Кстати, Дмитрий Анатольевич и все вокруг него сейчас очень любят ссылаться на пример Сингапура: мол, ах, какой Сингапур, там нет коррупции. Только они забывают, что когда Ли Кван Ю начинал борьбу с коррупцией еще в 70-х годах, то он посадил одного из братьев и двух лучших друзей. У него даже цитата известная есть о том, что принципы борьбы с коррупцией, к сожалению, иногда заставляют резать по живому. Типа Платон мне друг, но истина дороже.
— А те страны, которые в вашем индексе восприятия коррупции стоят на первых местах, они тоже резали по живому? И другие меры, которых пока нет в России, проводили?

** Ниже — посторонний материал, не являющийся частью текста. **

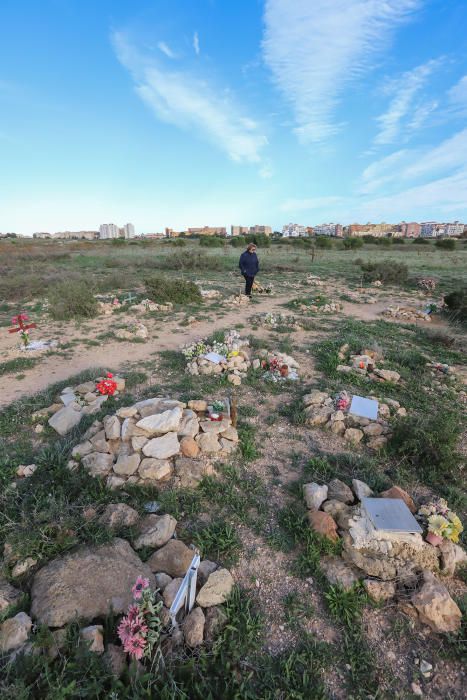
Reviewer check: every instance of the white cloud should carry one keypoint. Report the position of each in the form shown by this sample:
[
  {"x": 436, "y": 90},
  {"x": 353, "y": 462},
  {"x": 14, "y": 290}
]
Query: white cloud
[
  {"x": 315, "y": 49},
  {"x": 295, "y": 205},
  {"x": 190, "y": 103},
  {"x": 403, "y": 92},
  {"x": 458, "y": 93},
  {"x": 162, "y": 46},
  {"x": 196, "y": 43}
]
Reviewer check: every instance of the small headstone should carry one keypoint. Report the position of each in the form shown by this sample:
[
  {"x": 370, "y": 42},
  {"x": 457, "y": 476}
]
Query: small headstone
[
  {"x": 365, "y": 408},
  {"x": 391, "y": 515}
]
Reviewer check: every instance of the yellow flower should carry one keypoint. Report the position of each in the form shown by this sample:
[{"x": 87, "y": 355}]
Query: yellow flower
[
  {"x": 456, "y": 522},
  {"x": 437, "y": 524}
]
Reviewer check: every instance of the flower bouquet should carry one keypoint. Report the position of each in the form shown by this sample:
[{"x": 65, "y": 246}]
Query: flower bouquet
[
  {"x": 140, "y": 629},
  {"x": 441, "y": 522},
  {"x": 107, "y": 386}
]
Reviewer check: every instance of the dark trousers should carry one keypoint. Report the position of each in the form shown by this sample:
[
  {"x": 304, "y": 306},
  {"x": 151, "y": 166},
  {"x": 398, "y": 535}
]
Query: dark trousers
[{"x": 248, "y": 284}]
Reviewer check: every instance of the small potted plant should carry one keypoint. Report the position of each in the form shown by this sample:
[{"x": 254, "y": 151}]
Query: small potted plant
[
  {"x": 217, "y": 410},
  {"x": 442, "y": 523}
]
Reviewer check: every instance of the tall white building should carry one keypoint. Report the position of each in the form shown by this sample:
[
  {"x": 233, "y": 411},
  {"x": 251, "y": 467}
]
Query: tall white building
[
  {"x": 129, "y": 230},
  {"x": 293, "y": 231},
  {"x": 454, "y": 229},
  {"x": 108, "y": 231}
]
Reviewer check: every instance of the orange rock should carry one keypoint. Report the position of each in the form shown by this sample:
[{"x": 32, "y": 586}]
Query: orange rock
[
  {"x": 324, "y": 524},
  {"x": 188, "y": 447},
  {"x": 397, "y": 492}
]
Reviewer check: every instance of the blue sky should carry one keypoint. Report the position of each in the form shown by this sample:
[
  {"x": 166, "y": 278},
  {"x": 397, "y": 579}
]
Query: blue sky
[{"x": 190, "y": 112}]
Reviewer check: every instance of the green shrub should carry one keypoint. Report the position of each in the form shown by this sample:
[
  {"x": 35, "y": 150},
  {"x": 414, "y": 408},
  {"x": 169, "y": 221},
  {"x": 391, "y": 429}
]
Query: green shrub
[
  {"x": 457, "y": 303},
  {"x": 72, "y": 299},
  {"x": 427, "y": 443},
  {"x": 388, "y": 271},
  {"x": 177, "y": 291},
  {"x": 446, "y": 244},
  {"x": 353, "y": 243},
  {"x": 188, "y": 260}
]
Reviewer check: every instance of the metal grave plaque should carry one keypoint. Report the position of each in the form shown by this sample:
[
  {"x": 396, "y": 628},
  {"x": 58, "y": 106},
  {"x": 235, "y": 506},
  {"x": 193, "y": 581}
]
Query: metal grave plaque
[
  {"x": 390, "y": 514},
  {"x": 365, "y": 408}
]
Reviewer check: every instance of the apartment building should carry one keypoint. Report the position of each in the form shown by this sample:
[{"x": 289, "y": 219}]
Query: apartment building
[
  {"x": 293, "y": 231},
  {"x": 328, "y": 230},
  {"x": 411, "y": 230},
  {"x": 208, "y": 231}
]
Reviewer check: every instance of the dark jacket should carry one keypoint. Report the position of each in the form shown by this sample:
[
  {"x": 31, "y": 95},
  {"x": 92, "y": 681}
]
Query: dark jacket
[{"x": 249, "y": 264}]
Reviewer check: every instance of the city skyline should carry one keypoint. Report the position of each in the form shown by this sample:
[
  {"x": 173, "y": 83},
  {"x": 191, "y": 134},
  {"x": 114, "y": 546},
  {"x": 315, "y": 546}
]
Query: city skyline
[{"x": 182, "y": 114}]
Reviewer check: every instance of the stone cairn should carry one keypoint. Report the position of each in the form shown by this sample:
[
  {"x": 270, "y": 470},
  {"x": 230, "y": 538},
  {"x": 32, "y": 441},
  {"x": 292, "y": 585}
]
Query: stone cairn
[
  {"x": 74, "y": 403},
  {"x": 406, "y": 313},
  {"x": 392, "y": 565},
  {"x": 92, "y": 581},
  {"x": 323, "y": 410},
  {"x": 154, "y": 441},
  {"x": 365, "y": 363}
]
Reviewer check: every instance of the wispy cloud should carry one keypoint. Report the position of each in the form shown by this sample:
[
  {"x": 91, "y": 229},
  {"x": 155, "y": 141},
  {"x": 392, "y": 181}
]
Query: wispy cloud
[
  {"x": 162, "y": 46},
  {"x": 315, "y": 49},
  {"x": 403, "y": 91},
  {"x": 191, "y": 103},
  {"x": 457, "y": 95},
  {"x": 196, "y": 43},
  {"x": 310, "y": 204}
]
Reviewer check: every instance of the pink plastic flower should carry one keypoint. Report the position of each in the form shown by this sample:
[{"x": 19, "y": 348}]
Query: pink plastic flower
[
  {"x": 138, "y": 588},
  {"x": 135, "y": 646},
  {"x": 124, "y": 629}
]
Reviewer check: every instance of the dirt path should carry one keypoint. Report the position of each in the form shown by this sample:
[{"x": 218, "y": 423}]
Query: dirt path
[{"x": 164, "y": 334}]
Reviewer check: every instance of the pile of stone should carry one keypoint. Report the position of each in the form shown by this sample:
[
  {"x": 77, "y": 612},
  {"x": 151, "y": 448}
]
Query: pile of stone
[
  {"x": 132, "y": 331},
  {"x": 364, "y": 363},
  {"x": 315, "y": 280},
  {"x": 234, "y": 362},
  {"x": 429, "y": 284},
  {"x": 155, "y": 441},
  {"x": 237, "y": 300},
  {"x": 406, "y": 313},
  {"x": 90, "y": 583},
  {"x": 210, "y": 293},
  {"x": 328, "y": 308},
  {"x": 322, "y": 410},
  {"x": 74, "y": 403},
  {"x": 107, "y": 308},
  {"x": 273, "y": 320},
  {"x": 393, "y": 565},
  {"x": 147, "y": 305}
]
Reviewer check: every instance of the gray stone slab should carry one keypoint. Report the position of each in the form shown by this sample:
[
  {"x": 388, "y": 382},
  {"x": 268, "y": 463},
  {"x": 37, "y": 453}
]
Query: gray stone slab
[{"x": 391, "y": 515}]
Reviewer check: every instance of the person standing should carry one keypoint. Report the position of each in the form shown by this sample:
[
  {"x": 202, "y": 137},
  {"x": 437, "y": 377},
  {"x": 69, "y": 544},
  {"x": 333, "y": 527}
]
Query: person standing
[{"x": 249, "y": 267}]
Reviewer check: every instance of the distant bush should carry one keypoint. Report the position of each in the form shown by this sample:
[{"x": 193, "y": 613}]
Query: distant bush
[
  {"x": 212, "y": 242},
  {"x": 457, "y": 303},
  {"x": 162, "y": 289},
  {"x": 352, "y": 243},
  {"x": 323, "y": 243},
  {"x": 428, "y": 444},
  {"x": 238, "y": 241},
  {"x": 388, "y": 271},
  {"x": 446, "y": 244},
  {"x": 71, "y": 299}
]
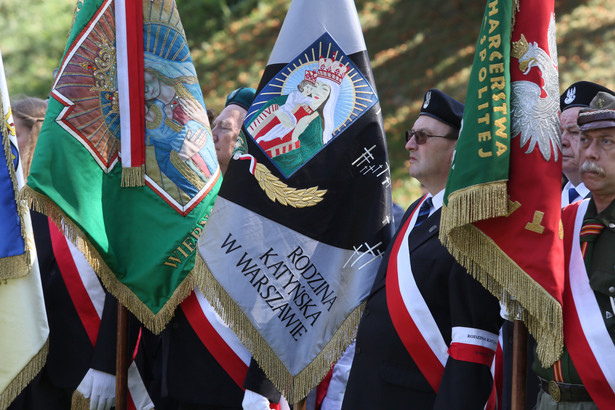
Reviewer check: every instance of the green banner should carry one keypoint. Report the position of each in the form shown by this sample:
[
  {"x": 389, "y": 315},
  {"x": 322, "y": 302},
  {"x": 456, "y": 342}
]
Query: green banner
[
  {"x": 482, "y": 154},
  {"x": 140, "y": 240}
]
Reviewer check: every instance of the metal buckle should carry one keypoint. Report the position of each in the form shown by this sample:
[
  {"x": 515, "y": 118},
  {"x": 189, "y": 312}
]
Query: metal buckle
[{"x": 554, "y": 391}]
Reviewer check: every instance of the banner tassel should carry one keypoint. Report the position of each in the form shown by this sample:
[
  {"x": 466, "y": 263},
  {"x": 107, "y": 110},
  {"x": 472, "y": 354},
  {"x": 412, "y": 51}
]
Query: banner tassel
[
  {"x": 294, "y": 388},
  {"x": 155, "y": 322}
]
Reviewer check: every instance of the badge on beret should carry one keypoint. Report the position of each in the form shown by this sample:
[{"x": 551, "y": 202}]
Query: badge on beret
[
  {"x": 571, "y": 94},
  {"x": 427, "y": 99}
]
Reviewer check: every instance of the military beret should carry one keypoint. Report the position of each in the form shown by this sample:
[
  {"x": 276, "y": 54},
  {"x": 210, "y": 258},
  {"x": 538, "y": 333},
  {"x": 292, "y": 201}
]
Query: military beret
[
  {"x": 600, "y": 114},
  {"x": 242, "y": 97},
  {"x": 580, "y": 94},
  {"x": 443, "y": 108}
]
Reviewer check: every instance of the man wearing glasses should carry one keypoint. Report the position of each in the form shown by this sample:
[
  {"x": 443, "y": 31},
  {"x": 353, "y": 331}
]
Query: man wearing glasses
[{"x": 429, "y": 331}]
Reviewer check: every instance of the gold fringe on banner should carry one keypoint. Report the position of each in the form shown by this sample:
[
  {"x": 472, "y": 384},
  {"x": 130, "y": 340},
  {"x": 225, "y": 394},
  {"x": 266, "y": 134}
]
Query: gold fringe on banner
[
  {"x": 294, "y": 388},
  {"x": 24, "y": 377},
  {"x": 154, "y": 322},
  {"x": 14, "y": 267},
  {"x": 498, "y": 273},
  {"x": 79, "y": 401},
  {"x": 133, "y": 176}
]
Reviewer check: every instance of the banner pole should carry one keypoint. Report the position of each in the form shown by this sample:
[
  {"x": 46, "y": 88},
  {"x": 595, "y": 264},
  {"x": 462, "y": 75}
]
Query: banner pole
[
  {"x": 519, "y": 366},
  {"x": 121, "y": 359}
]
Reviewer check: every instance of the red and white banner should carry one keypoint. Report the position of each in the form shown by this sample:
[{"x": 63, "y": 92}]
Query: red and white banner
[
  {"x": 130, "y": 79},
  {"x": 88, "y": 296},
  {"x": 409, "y": 312}
]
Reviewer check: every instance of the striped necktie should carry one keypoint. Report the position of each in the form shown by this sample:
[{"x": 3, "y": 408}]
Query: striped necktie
[
  {"x": 572, "y": 195},
  {"x": 423, "y": 211},
  {"x": 590, "y": 230}
]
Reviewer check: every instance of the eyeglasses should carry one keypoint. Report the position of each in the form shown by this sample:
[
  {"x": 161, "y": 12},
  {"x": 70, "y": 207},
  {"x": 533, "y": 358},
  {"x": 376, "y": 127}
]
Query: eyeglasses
[{"x": 421, "y": 137}]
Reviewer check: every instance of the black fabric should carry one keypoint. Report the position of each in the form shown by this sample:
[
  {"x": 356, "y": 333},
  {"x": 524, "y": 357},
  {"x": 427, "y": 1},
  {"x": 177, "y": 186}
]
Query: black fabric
[
  {"x": 332, "y": 170},
  {"x": 580, "y": 94},
  {"x": 383, "y": 374},
  {"x": 242, "y": 97},
  {"x": 567, "y": 392},
  {"x": 443, "y": 108},
  {"x": 191, "y": 375},
  {"x": 257, "y": 381},
  {"x": 71, "y": 353}
]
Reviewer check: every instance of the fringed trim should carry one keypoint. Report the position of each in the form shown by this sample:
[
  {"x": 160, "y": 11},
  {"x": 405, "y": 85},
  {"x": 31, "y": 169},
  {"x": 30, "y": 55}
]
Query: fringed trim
[
  {"x": 294, "y": 388},
  {"x": 14, "y": 267},
  {"x": 514, "y": 11},
  {"x": 134, "y": 176},
  {"x": 499, "y": 274},
  {"x": 488, "y": 201},
  {"x": 79, "y": 401},
  {"x": 24, "y": 377},
  {"x": 154, "y": 322}
]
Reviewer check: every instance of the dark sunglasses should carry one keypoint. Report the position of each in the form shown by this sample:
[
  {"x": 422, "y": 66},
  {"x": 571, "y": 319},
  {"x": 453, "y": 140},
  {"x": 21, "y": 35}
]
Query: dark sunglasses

— В этом году индекс восприятия коррупции отражает в большей степени как раз уровень восприятия недостаточности борьбы с коррупцией. Те страны, которые стоят, в отличие от России, в верхних строчках, проводили все недостающие нам меры, о которых мы говорили. И также резали по живому. И менталитет здесь ни при чем. В странах, близких нам по менталитету, видны улучшения — в странах Прибалтики, в Польше улучшения. В Литве много проблем, но импичмент президенту за коррупцию был. Когда люди видят, что даже президент может слететь за коррупцию, там все начинает бодрее вертеться. Контроль расходов кое-где вводили, кое-где нет. Где-то для отдельных должностей. То есть страна просто брала и делала. Тут еще и вопрос в том, что им это было для чего-то нужно. Они понимали, что без Европы не выживут, подстраивались под нее. Они оттачивали очень быстро и очень эффективно и зачастую резали по живому. А у нас боятся и мне постоянно говорят: Елена Анатольевна, вы что, крови хотите?
И еще немаловажно, что во всех странах, которые чего-то добились, был центр безусловного принятия решения и контроля, специальный орган.
— В каком виде?
— В самых разных. Где-то специальное бюро, где-то специальная служба прокуроров, где-то спецподразделение при президентах или в исполнительной власти. Но в любом случае это та инстанция, которая координирует, проверяет, которую боятся, в которую стекается вся информация. Это тот штабной вагон, который и все делает, и за все отвечает. А у нас такого органа пока нет. Поэтому у нас борьба с коррупцией это то самое дитя, которое у семи нянек не то что без глаза, а без обоих глаз, без рук и без ног. У нас за борьбу с коррупцией частично отвечает правоохранительная система, частично комиссии при ведомствах, частично ФАС, частично администрация президента. И сам президент как инициатор. Но куда можно позвонить и спросить: а в целом за октябрь—ноябрь какие у нас достижения? Некуда. Так что нужен специальный орган. В начале 2000-годов создали же орган по борьбе с отмыванием денег — Росфинмониторинг. Он же работает.
— А представьте, создали орган, ввели все недостающие механизмы. А наши люди опять научились все обходить. И контроль за расходами тоже.
— Как шутят мои коллеги, мы ставим задачу на первом этапе не побороть коррупцию до конца, не извести всех коррупционеров, а сделать им жизнь хотя бы чуточку менее комфортной.
— Ну да, чтобы риск был больше, а прибыли меньше…
— Чтобы они хотя бы напрягались чуть-чуть.